There were, however, a few questions that arose for me from this book. Keep in mind that I am somewhere between Evangelical & “Exvangelical” so this part of my review may not apply to everyone.
Firstly, there is the question of masturbation. The authors said at one point that “While we have the freedom to say no [to sex], we hold in tension the fact that we are also the only proper sexual outlet our spouse has.” This implies that masturbation is “improper.” Having been single for my entire twenties, and suffering from extreme guilt over masturbation particularly as a woman, I eventually concluded that my guilt was irrational and that it is not a sin to masturbate but is actually healthy for my body.
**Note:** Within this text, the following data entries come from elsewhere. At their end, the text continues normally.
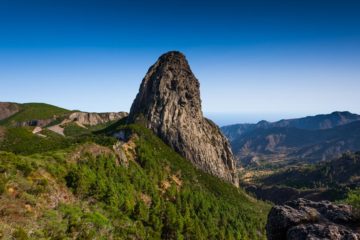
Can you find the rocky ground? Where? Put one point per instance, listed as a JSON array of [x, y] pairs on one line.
[[304, 219]]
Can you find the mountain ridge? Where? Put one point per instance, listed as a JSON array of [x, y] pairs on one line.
[[169, 104]]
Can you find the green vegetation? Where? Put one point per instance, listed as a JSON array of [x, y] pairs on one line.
[[34, 111], [86, 191], [353, 198]]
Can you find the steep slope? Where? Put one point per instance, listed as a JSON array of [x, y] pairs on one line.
[[34, 114], [7, 109], [139, 188], [92, 119], [169, 104], [344, 171], [330, 180], [303, 219]]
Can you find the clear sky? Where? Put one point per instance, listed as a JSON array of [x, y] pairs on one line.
[[254, 59]]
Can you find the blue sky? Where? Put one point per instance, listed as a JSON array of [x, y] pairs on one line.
[[254, 59]]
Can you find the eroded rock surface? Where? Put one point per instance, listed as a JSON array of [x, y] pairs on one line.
[[169, 103], [92, 119], [8, 109], [304, 219]]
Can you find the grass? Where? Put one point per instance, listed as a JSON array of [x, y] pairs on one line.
[[87, 191]]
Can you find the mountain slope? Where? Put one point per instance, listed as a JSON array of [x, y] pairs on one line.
[[169, 104], [135, 189], [277, 142], [321, 121], [28, 112]]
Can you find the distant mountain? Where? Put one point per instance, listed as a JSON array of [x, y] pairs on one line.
[[309, 139], [321, 121], [329, 180], [169, 104]]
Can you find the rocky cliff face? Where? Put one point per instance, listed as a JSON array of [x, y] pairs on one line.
[[169, 103], [304, 219], [92, 119], [8, 109]]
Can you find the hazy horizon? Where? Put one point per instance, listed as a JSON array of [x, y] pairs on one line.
[[300, 58]]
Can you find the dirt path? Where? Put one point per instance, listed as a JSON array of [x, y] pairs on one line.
[[57, 129]]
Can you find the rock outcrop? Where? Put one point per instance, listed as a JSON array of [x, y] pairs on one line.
[[169, 103], [92, 119], [304, 219], [8, 109]]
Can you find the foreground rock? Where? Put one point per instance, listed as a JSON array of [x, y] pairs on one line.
[[304, 219], [169, 103]]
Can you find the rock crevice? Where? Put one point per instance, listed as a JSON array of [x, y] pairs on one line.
[[169, 103]]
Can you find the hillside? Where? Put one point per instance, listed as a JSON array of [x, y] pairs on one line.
[[28, 112], [329, 180], [317, 122], [94, 187], [284, 145]]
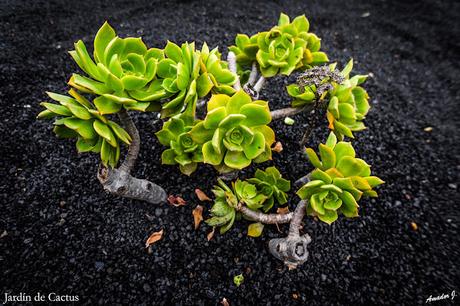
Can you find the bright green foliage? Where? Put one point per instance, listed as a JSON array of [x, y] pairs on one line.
[[272, 185], [338, 182], [285, 48], [238, 279], [348, 104], [223, 210], [186, 74], [246, 49], [122, 69], [126, 72], [257, 193], [175, 134], [234, 132], [84, 120]]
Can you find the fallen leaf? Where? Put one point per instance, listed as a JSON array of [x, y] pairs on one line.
[[282, 210], [154, 238], [428, 129], [198, 215], [255, 229], [201, 195], [176, 201], [278, 147], [211, 233]]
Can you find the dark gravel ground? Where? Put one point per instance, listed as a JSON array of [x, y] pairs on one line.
[[64, 235]]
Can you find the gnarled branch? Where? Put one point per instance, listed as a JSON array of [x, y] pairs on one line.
[[292, 250], [119, 181], [264, 218], [290, 111]]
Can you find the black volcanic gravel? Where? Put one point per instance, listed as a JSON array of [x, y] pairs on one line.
[[64, 235]]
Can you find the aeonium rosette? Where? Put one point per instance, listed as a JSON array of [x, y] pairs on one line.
[[175, 134], [338, 182], [122, 69], [234, 132]]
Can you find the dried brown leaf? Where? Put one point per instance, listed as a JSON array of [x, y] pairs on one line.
[[282, 210], [211, 233], [278, 147], [201, 195], [154, 238], [198, 215], [176, 201], [224, 302]]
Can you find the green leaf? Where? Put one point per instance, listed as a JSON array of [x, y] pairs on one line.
[[105, 34], [200, 134], [255, 115], [349, 205], [173, 52], [235, 159], [57, 109], [79, 112], [374, 181], [350, 166], [120, 132], [255, 229], [318, 174], [82, 127], [214, 117], [94, 86], [327, 157], [104, 131], [64, 132], [329, 216], [231, 120], [256, 147], [210, 155], [313, 158], [343, 149]]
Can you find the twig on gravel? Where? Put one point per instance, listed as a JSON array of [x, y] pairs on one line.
[[264, 218], [290, 111], [292, 250], [260, 83], [119, 181], [231, 59]]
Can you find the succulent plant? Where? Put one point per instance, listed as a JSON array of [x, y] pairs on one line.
[[175, 134], [348, 104], [223, 210], [234, 132], [245, 49], [272, 186], [288, 47], [187, 74], [122, 69], [338, 182], [86, 121]]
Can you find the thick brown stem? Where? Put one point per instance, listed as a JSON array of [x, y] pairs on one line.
[[292, 250], [134, 147], [231, 59], [120, 182], [264, 218], [289, 111], [253, 75]]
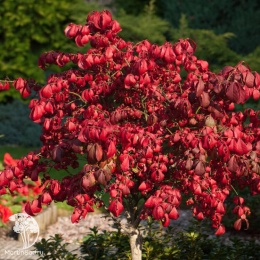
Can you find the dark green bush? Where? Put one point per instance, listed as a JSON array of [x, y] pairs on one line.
[[16, 126], [54, 249], [195, 243]]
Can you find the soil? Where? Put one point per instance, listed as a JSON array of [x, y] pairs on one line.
[[74, 233]]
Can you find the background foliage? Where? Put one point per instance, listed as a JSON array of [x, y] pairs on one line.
[[30, 27]]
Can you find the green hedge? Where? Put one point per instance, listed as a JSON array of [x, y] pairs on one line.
[[16, 128]]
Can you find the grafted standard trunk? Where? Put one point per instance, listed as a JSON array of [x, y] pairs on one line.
[[136, 244]]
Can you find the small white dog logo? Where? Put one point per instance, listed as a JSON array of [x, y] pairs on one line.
[[27, 227]]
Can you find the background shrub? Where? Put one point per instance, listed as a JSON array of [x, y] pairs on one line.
[[16, 127]]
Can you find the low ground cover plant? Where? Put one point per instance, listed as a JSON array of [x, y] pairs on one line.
[[152, 124]]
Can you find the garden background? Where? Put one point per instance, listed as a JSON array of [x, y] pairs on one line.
[[226, 32]]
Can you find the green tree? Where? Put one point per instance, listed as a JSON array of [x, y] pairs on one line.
[[145, 25], [30, 27], [210, 46], [239, 17]]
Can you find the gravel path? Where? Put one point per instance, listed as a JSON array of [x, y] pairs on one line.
[[74, 233]]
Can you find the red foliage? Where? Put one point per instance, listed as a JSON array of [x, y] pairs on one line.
[[146, 133]]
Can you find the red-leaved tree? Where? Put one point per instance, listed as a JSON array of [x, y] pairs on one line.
[[150, 123]]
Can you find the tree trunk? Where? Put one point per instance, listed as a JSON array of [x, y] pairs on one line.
[[136, 244]]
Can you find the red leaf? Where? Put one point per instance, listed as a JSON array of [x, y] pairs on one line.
[[75, 217], [46, 198], [174, 214], [46, 91], [238, 224], [150, 202], [240, 147], [99, 152], [249, 79], [236, 93], [200, 168], [200, 87], [116, 207], [33, 208], [8, 160], [125, 164], [232, 164], [220, 231], [111, 150], [204, 99], [3, 179], [166, 220], [158, 212]]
In fact, masturbation taught me how my body works, what it likes, and made it easier for me to reach orgasm during sex with my husband after we married. Now, I use masturbation to orgasm after sex if I was not able to orgasm during sex. My husband masturbates sometimes when I say no to sex. Neither one of us perceive this as unhealthy, problematic or sinful. I daresay we see it as being healthy for our marriage because it means that if one of us is really horny and sex is off the table for some reason, we can actually take care of our own sexual needs. Obviously the ideal is to care for one another’s needs, but when I’m hungry I don’t always expect my husband to cook for me and vice versa. Sometimes we meet our own needs while still remaining committed to one another and to the mutual fulfillment of needs.
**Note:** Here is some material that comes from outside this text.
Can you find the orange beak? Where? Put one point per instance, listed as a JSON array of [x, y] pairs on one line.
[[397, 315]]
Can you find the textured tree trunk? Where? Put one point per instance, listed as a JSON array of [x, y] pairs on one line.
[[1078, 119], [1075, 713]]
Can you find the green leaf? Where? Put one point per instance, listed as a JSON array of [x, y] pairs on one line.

Secondly, this book has a negative view of pornography, which is to be expected in Evangelical circles. In fact, this book actually taught me multiple reasons why porn probably is unhealthy. Those reasons included things like: pre-mature ejaculation; delayed ejaculation; arousal issues for men; objectification of women; unrealistic ideas about women and sex; (and the reason I have always believed to be the worst of all) the sex-trafficking and sexual assault / abuse of women. So this book has made me question the validity of porn use in my marriage, when in the past, I have never let my husband’s use of porn bother me. I never saw it as a reflection of who I am i.e. his use of porn has nothing to do with me or any failure or lack on my part, it has to do with his own lack and issues. I viewed his use of porn as no different from my use of rom-com movies which have been known to sexually and emotionally arouse me. And since my husband does not suffer from any arousal or ejaculation issues, I never really saw porn as a big deal. Now I am questioning that, for better or worse. And I’m questioning whether other women in similar situations would do better to be more gracious about their husband’s use of porn, or whether we would all do better to fight for the cessation of porn. If I had sons, I would want to be realistic about the temptation to look at porn, while also trying to at least delay their access to porn and instill healthy ideas about women and sex, and be blunt that porn is not a healthy view of women. It is objectification. It does encourage trafficking, rape and assault. Those things do disgust me, despite how casually I have viewed porn in my marriage. At the very least, these are points of discussion for me. This book has inspired questions and provoked more critical thinking. Maybe the answer is “both-and.” Our husbands need grace, as do women who objectify men more frequently than we probably care to admit. And we also all want to be working toward healthier sex-lives and sexuality.
Thirdly, this book says little or nothing about queer relationships which is also typical, but as a queer-affirming Christian, it just makes me feel sorry for the queer community and think this book may not be helpful to our brothers and sisters in Christ who are, in fact, queer.
Still, I would give this book a 9 out of 10, rounded up to a 5 star rating, because it is desperately needed and says so many helpful things that need to be heard and discussed in Evangelical circles!!